Kristin Asdal trained as a historian and is currently professor of Science and Technology Studies (STS) at TIK Centre for Technology, Innovation and Culture at the University of Oslo. She has consistently been working across the social sciences and humanities and published in journals like History and Theory, British Journal of Sociology, Social Studies of Science, Accounting, Organizations and Society, the Journal of Cultural Economy and several interdisciplinary textbooks. Such encounters across disciplines spurred Kristin’s research on practice-oriented document-analysis, her interest in what documents can do, and how to be inventive with document-methods that can work across the humanities and social sciences.

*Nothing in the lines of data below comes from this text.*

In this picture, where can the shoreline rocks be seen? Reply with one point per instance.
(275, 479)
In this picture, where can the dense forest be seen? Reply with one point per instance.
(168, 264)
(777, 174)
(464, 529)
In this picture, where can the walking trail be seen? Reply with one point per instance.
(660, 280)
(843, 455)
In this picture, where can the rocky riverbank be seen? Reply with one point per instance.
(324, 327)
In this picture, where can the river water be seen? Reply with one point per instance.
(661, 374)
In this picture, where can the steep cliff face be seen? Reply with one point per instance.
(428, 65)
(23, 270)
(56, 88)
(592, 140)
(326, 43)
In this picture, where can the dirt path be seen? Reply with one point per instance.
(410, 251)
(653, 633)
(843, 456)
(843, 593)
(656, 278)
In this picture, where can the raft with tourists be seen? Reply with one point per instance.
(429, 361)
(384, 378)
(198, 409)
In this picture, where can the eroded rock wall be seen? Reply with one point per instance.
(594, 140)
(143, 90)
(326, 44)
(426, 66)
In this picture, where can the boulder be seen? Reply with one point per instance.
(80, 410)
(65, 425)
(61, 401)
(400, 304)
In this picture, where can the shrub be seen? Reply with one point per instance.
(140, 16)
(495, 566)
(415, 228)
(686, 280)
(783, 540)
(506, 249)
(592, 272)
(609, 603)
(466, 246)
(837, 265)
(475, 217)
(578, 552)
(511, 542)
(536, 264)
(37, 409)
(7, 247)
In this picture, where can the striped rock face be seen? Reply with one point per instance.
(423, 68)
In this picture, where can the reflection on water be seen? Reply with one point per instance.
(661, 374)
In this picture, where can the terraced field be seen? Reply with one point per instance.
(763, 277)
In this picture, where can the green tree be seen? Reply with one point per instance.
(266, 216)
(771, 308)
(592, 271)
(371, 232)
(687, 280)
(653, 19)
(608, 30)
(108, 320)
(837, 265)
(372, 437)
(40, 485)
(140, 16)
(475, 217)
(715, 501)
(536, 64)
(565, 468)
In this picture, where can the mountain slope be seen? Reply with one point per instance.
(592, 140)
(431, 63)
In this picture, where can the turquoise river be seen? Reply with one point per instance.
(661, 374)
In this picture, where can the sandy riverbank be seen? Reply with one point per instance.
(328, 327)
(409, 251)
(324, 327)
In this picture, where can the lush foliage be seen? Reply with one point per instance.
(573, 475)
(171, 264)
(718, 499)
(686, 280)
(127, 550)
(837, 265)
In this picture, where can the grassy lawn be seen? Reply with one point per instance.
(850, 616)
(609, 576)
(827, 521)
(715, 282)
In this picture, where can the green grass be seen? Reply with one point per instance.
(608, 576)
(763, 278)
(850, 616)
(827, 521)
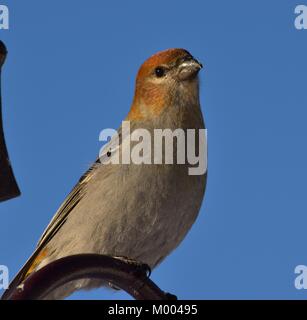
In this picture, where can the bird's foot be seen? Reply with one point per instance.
(140, 266)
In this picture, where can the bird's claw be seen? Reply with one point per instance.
(140, 266)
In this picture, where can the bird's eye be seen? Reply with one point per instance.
(160, 72)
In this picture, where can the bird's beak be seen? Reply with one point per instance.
(189, 69)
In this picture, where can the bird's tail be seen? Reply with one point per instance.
(21, 275)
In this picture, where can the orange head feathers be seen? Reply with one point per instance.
(158, 80)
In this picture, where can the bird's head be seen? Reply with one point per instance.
(167, 79)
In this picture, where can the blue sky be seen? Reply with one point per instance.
(70, 73)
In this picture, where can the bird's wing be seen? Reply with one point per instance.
(72, 200)
(108, 151)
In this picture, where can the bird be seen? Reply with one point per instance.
(136, 211)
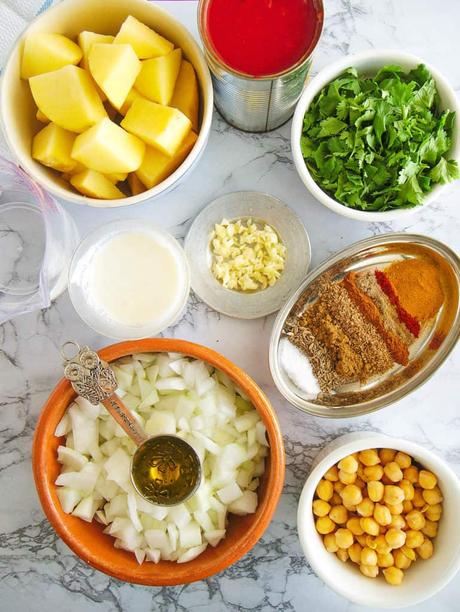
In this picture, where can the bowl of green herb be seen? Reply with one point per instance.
(375, 136)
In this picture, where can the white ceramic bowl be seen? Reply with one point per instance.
(368, 63)
(424, 578)
(70, 17)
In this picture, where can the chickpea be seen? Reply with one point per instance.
(321, 508)
(329, 542)
(324, 525)
(347, 478)
(415, 519)
(393, 575)
(335, 500)
(408, 489)
(407, 506)
(375, 490)
(351, 495)
(325, 490)
(332, 474)
(395, 537)
(339, 514)
(385, 560)
(372, 472)
(370, 526)
(354, 552)
(354, 526)
(393, 495)
(395, 508)
(397, 521)
(401, 561)
(369, 457)
(368, 556)
(342, 554)
(348, 464)
(382, 515)
(362, 539)
(371, 571)
(430, 529)
(414, 538)
(433, 513)
(427, 480)
(432, 496)
(425, 550)
(365, 508)
(393, 471)
(403, 460)
(381, 545)
(417, 500)
(411, 474)
(344, 538)
(386, 455)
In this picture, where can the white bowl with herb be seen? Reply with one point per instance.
(401, 153)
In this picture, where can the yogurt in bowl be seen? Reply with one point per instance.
(129, 279)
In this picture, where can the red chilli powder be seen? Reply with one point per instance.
(409, 321)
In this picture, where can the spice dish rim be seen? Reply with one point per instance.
(411, 384)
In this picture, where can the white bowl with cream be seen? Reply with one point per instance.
(129, 279)
(426, 577)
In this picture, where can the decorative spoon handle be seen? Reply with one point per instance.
(93, 379)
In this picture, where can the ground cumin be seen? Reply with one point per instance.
(416, 283)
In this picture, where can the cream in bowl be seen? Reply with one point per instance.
(129, 279)
(375, 135)
(395, 551)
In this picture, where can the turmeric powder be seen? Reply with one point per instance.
(416, 283)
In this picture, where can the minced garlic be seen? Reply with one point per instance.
(246, 256)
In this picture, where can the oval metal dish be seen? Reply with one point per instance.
(358, 399)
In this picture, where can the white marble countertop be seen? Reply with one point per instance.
(37, 571)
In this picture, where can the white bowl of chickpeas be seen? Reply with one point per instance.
(378, 520)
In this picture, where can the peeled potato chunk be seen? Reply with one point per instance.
(45, 52)
(68, 98)
(114, 68)
(52, 147)
(95, 185)
(87, 39)
(145, 41)
(135, 184)
(157, 77)
(108, 148)
(156, 166)
(185, 96)
(162, 127)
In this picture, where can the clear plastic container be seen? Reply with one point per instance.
(37, 240)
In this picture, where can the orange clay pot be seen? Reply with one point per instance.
(95, 548)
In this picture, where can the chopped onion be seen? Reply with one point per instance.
(167, 394)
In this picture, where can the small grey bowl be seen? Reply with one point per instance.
(260, 207)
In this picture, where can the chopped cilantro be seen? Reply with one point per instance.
(379, 143)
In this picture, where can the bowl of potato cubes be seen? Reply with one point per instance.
(377, 520)
(106, 106)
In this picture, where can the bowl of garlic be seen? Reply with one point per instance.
(81, 464)
(377, 520)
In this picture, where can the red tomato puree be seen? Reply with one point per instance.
(261, 37)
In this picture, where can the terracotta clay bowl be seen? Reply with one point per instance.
(95, 548)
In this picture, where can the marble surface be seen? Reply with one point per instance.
(37, 571)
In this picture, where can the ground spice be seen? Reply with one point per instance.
(409, 321)
(369, 310)
(357, 350)
(368, 284)
(416, 283)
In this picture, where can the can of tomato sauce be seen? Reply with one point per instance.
(259, 53)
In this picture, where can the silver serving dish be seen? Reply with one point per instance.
(426, 354)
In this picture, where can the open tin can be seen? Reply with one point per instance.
(256, 103)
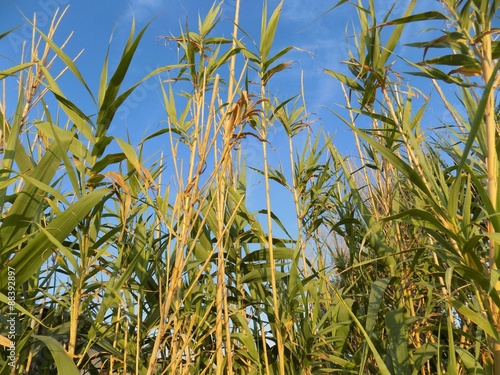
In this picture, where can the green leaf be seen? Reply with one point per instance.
(397, 341)
(260, 275)
(426, 16)
(30, 258)
(28, 200)
(64, 363)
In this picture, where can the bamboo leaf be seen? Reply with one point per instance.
(397, 341)
(30, 258)
(64, 363)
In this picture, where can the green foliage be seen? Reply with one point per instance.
(392, 266)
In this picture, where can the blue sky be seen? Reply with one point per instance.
(320, 43)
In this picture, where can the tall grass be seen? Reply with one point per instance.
(130, 264)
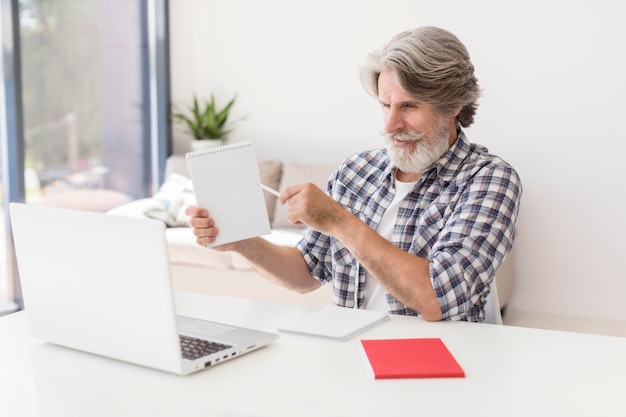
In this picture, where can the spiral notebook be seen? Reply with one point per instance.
(226, 182)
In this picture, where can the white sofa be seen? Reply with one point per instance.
(197, 269)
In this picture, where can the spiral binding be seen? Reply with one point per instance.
(217, 149)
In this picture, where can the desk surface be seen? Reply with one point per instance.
(509, 371)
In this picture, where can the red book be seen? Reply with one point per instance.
(411, 358)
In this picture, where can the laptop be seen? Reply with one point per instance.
(100, 283)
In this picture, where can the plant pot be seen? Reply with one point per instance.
(197, 144)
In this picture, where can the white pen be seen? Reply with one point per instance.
(270, 190)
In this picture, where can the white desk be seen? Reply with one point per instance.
(509, 371)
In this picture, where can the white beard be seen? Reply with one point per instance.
(427, 148)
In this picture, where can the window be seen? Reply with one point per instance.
(91, 98)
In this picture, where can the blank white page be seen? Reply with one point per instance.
(227, 183)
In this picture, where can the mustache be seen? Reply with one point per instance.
(404, 135)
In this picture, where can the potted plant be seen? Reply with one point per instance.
(205, 123)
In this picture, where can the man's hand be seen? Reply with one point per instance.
(311, 206)
(203, 227)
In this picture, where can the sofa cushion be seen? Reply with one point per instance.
(294, 173)
(174, 196)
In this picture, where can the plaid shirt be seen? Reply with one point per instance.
(461, 216)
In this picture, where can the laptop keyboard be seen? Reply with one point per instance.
(194, 348)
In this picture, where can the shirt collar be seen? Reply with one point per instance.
(447, 166)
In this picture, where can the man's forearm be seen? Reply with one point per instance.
(403, 275)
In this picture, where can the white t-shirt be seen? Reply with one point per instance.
(375, 294)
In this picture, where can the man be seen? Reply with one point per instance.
(419, 227)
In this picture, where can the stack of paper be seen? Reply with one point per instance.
(336, 322)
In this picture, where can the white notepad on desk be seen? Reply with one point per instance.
(226, 182)
(334, 322)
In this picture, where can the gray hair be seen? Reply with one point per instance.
(433, 66)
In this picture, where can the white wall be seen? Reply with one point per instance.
(553, 74)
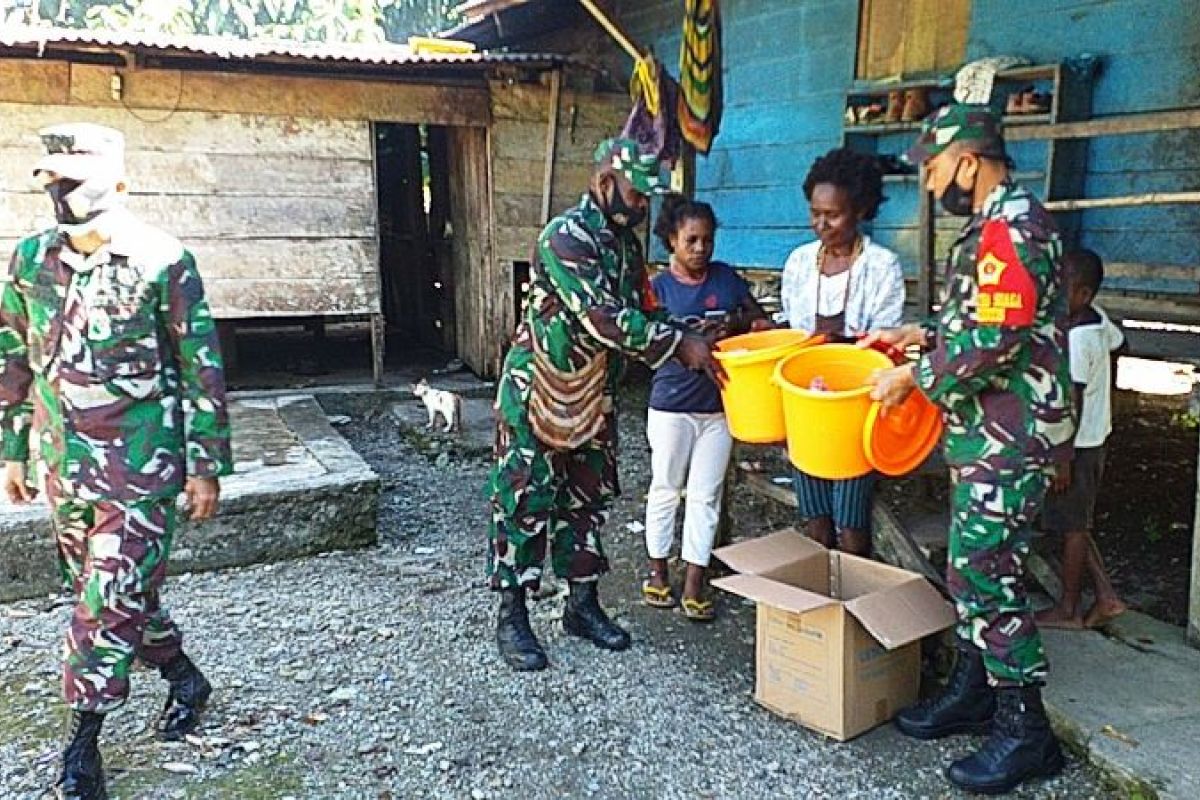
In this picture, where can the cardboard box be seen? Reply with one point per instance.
(839, 636)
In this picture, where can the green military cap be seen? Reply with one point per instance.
(642, 169)
(959, 122)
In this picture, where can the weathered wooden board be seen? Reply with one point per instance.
(264, 203)
(217, 216)
(162, 92)
(35, 82)
(515, 101)
(298, 298)
(521, 114)
(526, 139)
(282, 259)
(196, 132)
(516, 244)
(481, 282)
(153, 172)
(523, 176)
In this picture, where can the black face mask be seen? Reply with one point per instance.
(958, 200)
(619, 212)
(58, 192)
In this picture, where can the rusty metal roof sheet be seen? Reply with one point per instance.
(381, 54)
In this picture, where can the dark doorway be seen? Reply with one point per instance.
(413, 191)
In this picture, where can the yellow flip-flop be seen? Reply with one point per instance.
(657, 596)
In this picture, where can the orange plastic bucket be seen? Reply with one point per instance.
(753, 405)
(839, 432)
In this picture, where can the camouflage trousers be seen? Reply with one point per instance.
(539, 494)
(113, 555)
(989, 545)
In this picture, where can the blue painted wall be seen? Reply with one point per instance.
(789, 64)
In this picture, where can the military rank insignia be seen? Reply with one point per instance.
(1008, 294)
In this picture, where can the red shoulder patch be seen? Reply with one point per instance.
(1008, 294)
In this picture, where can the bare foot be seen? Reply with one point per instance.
(1104, 612)
(1061, 618)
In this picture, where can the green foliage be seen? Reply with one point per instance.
(1186, 420)
(311, 20)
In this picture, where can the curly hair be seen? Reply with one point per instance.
(676, 209)
(856, 173)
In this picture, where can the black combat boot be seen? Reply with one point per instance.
(1020, 746)
(585, 618)
(189, 695)
(967, 704)
(83, 774)
(519, 647)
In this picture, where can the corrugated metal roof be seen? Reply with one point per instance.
(268, 49)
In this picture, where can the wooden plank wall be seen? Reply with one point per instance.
(787, 66)
(1150, 50)
(483, 316)
(520, 118)
(268, 179)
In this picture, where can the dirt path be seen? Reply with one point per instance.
(373, 674)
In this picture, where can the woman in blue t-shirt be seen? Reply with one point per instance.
(690, 443)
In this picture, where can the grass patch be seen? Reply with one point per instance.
(267, 780)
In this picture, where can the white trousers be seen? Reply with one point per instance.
(688, 451)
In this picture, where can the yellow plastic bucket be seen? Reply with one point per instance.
(753, 405)
(825, 428)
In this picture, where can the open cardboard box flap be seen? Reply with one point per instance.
(903, 613)
(773, 593)
(769, 552)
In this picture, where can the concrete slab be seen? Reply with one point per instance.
(1133, 711)
(322, 498)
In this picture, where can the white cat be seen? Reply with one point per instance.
(439, 401)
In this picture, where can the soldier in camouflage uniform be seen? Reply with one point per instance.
(995, 362)
(109, 364)
(585, 311)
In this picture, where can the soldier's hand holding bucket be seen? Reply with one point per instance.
(892, 386)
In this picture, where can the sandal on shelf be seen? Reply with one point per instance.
(657, 596)
(699, 611)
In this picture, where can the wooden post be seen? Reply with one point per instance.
(613, 30)
(1194, 605)
(547, 185)
(227, 334)
(925, 239)
(377, 348)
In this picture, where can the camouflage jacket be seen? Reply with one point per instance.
(997, 364)
(113, 360)
(587, 294)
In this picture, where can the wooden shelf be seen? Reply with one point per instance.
(885, 86)
(1014, 120)
(876, 128)
(883, 127)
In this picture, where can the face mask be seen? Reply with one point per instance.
(59, 192)
(621, 212)
(958, 200)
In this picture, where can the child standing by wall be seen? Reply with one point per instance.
(1071, 504)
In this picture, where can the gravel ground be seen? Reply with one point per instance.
(373, 674)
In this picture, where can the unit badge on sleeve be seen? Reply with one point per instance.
(1008, 294)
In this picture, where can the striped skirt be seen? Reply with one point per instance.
(847, 501)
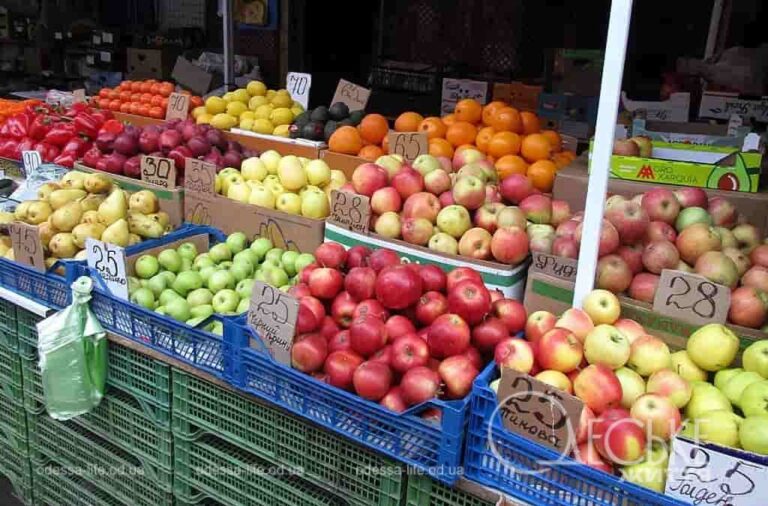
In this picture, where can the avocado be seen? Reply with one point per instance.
(338, 111)
(319, 114)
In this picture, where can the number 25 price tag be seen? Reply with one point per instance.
(109, 261)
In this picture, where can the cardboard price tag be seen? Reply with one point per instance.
(696, 473)
(109, 261)
(356, 97)
(351, 210)
(159, 171)
(178, 106)
(409, 145)
(298, 86)
(538, 411)
(27, 248)
(273, 314)
(691, 298)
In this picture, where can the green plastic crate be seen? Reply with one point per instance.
(423, 491)
(124, 476)
(327, 460)
(213, 469)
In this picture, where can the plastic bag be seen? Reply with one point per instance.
(72, 347)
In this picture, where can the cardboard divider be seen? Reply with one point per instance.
(171, 200)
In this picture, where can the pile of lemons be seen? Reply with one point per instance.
(253, 108)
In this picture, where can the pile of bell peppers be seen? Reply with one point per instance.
(60, 136)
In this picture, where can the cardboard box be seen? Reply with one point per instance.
(571, 185)
(171, 201)
(203, 206)
(507, 278)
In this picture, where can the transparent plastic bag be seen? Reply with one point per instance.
(72, 347)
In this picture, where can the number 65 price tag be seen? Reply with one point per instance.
(109, 261)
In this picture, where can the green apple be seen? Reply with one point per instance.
(170, 260)
(755, 358)
(144, 297)
(146, 266)
(220, 280)
(187, 250)
(225, 300)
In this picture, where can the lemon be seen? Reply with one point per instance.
(215, 105)
(236, 108)
(262, 126)
(263, 111)
(223, 121)
(256, 88)
(281, 116)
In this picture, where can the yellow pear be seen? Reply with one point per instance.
(117, 233)
(114, 207)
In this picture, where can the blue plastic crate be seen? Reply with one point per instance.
(435, 448)
(560, 485)
(193, 345)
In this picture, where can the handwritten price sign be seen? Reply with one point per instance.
(691, 298)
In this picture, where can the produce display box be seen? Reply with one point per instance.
(170, 200)
(523, 471)
(507, 278)
(434, 447)
(325, 459)
(203, 206)
(571, 185)
(193, 345)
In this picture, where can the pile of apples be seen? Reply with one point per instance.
(189, 286)
(396, 334)
(682, 229)
(291, 184)
(459, 213)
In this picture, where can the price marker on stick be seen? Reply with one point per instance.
(109, 261)
(272, 314)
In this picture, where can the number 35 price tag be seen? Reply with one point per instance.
(109, 261)
(691, 298)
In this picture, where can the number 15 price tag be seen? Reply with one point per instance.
(109, 261)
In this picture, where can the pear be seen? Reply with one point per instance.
(85, 230)
(144, 202)
(62, 245)
(97, 183)
(114, 207)
(38, 211)
(117, 233)
(59, 198)
(66, 218)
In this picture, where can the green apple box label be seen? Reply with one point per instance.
(350, 210)
(691, 298)
(272, 314)
(538, 411)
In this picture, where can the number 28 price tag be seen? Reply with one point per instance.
(109, 261)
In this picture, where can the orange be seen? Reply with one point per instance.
(460, 133)
(542, 175)
(510, 164)
(469, 110)
(507, 119)
(370, 152)
(345, 140)
(535, 147)
(373, 128)
(408, 122)
(489, 111)
(504, 143)
(440, 147)
(433, 127)
(483, 138)
(554, 140)
(531, 123)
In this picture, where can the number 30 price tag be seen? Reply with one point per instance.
(109, 261)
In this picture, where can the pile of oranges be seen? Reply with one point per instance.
(513, 140)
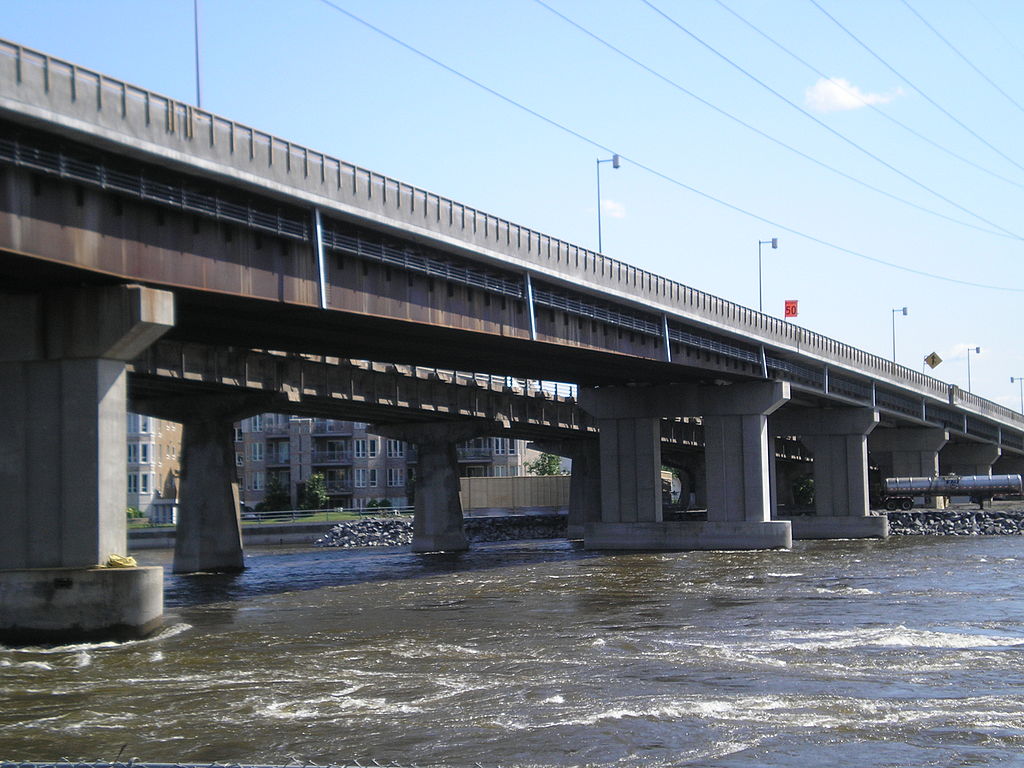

In her empirical research, Kristin combines the study of politics and administration with an interest in the sociology of knowledge – and she explores how different knowledge practices, most notably natural science and economics, inform political work and issues. She has pursued her analyses in a wide array of areas, such as environmental politics, controversies over whaling, the bioeconomy and the domestication of new species. Her recent comprehensive research-project The Good Economy and the Little Tools of Valuation, funded by the European Research Council, enabled her to further her interest in documents as 'little tools' that may each and one of them be small in size, but which together are key to large machineries and have a huge impact. Doing Document Analysis (SAGE, 2021) is the result of a longstanding cooperation with Hilde Reinertsen on exactly such issues. Kristin is currently working on a monograph with Bård Hobæk on paperwork and democracy in parliamentary procedure.